2. Yes, entry barriers are definitely lower, as space is much more accessible now than ever.
3. And yes, tens of unprecedented solutions based on space assets can now deliver valuable products, generating profitable business.
Space market is changing and old good space companies are confronted by new players, very focused, determined and agile. Shall they still rely the biggest share of their running business on the usual institutional market? This would definitely be the wisest choice in addressing point 1 and 2 (In parallel with internal cost heavy optimization), but what about number 3? Shall they then accept the challenge of emerging markets, considering that commercial customers will not absorb any development cost?
To answer yes, detailed and extensive business plans need to be deployed to convince owners, investors and supporters of every nature about the sustainability, profitability and predictability of the proposed opportunity in a domain where business models often have no benchmark and market forecast uncertainty is objectively high.
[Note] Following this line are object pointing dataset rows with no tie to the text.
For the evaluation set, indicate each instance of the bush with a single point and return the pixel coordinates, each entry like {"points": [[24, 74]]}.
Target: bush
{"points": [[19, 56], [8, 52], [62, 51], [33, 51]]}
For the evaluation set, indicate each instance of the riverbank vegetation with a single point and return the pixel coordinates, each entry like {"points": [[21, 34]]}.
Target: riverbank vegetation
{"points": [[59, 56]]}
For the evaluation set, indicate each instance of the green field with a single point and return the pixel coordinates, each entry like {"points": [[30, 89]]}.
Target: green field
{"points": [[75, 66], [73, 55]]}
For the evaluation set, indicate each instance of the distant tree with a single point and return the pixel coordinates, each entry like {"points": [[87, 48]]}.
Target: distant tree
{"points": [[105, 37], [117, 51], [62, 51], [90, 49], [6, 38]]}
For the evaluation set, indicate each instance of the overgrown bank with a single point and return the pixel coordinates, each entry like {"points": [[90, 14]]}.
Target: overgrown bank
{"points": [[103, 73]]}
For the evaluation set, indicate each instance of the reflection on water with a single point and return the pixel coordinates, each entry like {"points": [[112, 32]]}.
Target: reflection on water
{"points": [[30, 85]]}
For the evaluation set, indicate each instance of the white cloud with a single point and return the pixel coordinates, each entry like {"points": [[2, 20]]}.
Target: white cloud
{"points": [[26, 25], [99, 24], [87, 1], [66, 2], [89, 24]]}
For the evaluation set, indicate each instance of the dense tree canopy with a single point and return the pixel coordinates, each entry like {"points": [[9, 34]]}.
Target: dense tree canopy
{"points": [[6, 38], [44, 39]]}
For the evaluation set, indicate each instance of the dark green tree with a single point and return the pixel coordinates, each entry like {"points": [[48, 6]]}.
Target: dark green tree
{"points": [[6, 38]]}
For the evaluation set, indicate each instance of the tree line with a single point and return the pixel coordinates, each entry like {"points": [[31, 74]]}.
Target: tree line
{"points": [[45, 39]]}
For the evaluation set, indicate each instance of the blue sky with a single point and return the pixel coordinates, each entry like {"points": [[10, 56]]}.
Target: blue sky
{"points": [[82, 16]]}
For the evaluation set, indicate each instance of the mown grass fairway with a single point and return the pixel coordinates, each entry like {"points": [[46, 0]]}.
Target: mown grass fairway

And such plans have to speak the financial language, not the scientific language, despite the pure technical background of most of the new space entrepreneurs.
To be attractive, this endeavours shall show a lean company cost structure; by no surprise the resulting ecosystem of start ups, incubated either by large companies (directly via internal Venture Capital schemes) or by independent Angels – with the perspective of a future acquisition.
Yes, the truth is that we are navigating unchartered waters, and which domain is more used to this feeling than space? Pioneers, to survive, must certainly be prepared and creative, so that they can find solutions using the toolbox in their trunk. And the available tools will never be enough or matching, but you have to work it out, maybe using them in a different way or sequence.
This is to say that a successful idea sometimes just needs to aggregate existing technologies, maybe across different markets, in a way never done before. Cross-fertilization of different domains can be an excellent catalyst of disruptive innovations.
The In-Orbit Servicing is a perfect example on how existing technologies, not necessarily space-exclusive, can be synthetized to generate a new branch of services –such as space logistics– dedicated to all existing space assets owners, private and institutional, offering the possibility to safeguard and keep their investments fully operational.
Developing remotely-controlled dexterous in-orbit operability can also enable specific business relevant to industrial manufacturing processes in low-gravity environment, characterised by very low pressure and temperature.